平台出口連接著一條沿著腔室壁開鑿的、狹窄的環形棧道。
棧道向兩側延伸,消失在光芒的陰影裡,棧道上每隔一段距離、就有一個嵌入岩壁的控製台或維護接口。
林淵和凱踏上棧道,腳下是光滑的、似乎與岩壁融為一體的材質,走起來很穩。
能量粒子流形成的微風拂過身體,帶來輕微的酥麻感。
他們沿著棧道,朝著漩渦中心正上方的方向走去,按照數據記錄,那裡應該有一個主控站、可以對節點輸出進行微調。

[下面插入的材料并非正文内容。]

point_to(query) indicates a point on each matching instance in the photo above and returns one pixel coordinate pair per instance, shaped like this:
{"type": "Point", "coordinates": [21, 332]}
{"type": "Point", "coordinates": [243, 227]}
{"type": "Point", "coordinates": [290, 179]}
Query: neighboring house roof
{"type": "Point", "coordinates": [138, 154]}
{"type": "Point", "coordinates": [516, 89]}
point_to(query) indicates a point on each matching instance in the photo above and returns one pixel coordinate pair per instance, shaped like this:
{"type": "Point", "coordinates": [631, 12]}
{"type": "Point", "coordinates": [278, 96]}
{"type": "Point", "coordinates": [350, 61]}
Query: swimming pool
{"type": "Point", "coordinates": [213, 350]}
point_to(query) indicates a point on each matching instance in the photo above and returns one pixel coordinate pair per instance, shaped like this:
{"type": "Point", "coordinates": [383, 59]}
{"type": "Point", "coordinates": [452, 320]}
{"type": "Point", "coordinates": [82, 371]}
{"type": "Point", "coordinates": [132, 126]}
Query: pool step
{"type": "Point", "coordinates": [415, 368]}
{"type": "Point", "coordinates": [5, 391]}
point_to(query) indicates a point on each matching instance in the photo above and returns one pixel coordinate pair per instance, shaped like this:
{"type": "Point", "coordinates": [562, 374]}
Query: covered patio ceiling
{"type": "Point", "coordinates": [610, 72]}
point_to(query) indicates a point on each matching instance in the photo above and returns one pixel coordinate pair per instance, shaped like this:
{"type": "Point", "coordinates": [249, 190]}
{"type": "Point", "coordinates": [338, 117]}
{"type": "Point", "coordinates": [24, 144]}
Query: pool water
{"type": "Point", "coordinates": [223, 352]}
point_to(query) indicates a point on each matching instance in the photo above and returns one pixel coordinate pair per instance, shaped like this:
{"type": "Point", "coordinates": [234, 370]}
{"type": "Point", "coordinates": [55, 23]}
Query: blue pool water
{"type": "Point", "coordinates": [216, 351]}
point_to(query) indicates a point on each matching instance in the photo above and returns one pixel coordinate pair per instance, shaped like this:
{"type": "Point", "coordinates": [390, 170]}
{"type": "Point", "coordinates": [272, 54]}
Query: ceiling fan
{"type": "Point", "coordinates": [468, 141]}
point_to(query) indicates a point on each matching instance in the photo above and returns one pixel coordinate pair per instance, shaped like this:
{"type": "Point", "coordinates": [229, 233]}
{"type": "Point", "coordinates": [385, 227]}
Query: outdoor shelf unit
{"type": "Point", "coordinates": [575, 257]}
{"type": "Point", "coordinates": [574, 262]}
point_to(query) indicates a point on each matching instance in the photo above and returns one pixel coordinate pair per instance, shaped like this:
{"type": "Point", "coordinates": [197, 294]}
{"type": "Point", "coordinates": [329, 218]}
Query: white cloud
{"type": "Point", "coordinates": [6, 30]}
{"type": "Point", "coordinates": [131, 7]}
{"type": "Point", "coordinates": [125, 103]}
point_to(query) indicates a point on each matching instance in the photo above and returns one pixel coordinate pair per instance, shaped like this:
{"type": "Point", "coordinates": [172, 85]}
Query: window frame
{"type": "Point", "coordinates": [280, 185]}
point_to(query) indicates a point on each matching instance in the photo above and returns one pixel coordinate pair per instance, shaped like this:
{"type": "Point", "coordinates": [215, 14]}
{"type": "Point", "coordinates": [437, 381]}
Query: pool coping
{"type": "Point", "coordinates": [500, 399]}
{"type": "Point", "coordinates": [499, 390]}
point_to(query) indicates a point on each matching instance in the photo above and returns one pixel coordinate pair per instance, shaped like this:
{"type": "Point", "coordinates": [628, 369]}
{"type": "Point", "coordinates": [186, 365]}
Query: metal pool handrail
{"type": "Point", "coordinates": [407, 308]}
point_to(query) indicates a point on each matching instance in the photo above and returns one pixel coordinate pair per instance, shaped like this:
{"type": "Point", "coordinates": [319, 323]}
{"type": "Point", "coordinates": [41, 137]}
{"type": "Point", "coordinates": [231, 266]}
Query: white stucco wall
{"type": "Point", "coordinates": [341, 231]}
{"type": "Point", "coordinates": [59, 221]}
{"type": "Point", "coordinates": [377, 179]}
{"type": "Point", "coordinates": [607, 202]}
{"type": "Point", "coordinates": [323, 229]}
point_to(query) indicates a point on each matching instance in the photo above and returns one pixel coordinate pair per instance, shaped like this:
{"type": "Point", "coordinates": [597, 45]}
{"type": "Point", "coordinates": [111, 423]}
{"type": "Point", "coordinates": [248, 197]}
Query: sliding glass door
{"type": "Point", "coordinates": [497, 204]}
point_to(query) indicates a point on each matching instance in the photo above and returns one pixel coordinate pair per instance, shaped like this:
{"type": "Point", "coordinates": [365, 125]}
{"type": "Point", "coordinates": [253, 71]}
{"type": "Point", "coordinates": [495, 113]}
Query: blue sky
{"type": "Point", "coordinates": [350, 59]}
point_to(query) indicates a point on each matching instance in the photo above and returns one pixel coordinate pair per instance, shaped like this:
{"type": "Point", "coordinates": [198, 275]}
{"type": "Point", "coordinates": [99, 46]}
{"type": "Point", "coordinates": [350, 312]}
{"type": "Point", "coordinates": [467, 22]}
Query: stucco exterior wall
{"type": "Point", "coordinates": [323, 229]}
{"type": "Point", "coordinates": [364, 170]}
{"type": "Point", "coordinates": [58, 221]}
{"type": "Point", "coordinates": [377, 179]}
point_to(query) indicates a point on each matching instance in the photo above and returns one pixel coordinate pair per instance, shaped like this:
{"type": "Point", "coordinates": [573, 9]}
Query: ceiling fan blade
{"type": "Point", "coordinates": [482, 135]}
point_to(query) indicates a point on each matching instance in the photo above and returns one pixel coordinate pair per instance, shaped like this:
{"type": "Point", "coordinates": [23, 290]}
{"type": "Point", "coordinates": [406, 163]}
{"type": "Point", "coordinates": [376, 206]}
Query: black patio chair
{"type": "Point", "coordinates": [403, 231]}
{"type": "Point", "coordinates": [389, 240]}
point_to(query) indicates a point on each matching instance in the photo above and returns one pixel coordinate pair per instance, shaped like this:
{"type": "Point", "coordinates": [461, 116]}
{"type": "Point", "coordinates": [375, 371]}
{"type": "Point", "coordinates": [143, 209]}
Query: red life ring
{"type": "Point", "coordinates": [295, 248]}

棧道上散落著一些工具和破損的儀器,像是很久以前有人在這裡工作過,然後匆忙離開。
有些地方能看到暗紅色的、早已乾涸的汙漬,但很少,似乎這裡的淨化機製一直在有效運行。
走了大約兩百米,前方棧道變得寬闊,形成一個向外凸出的觀測平台。
平台中央,是一個半圓形的控製台,控製台表麵覆蓋著一層透明的能量薄膜,薄膜下是複雜的操作界麵和不斷跳動的數據流。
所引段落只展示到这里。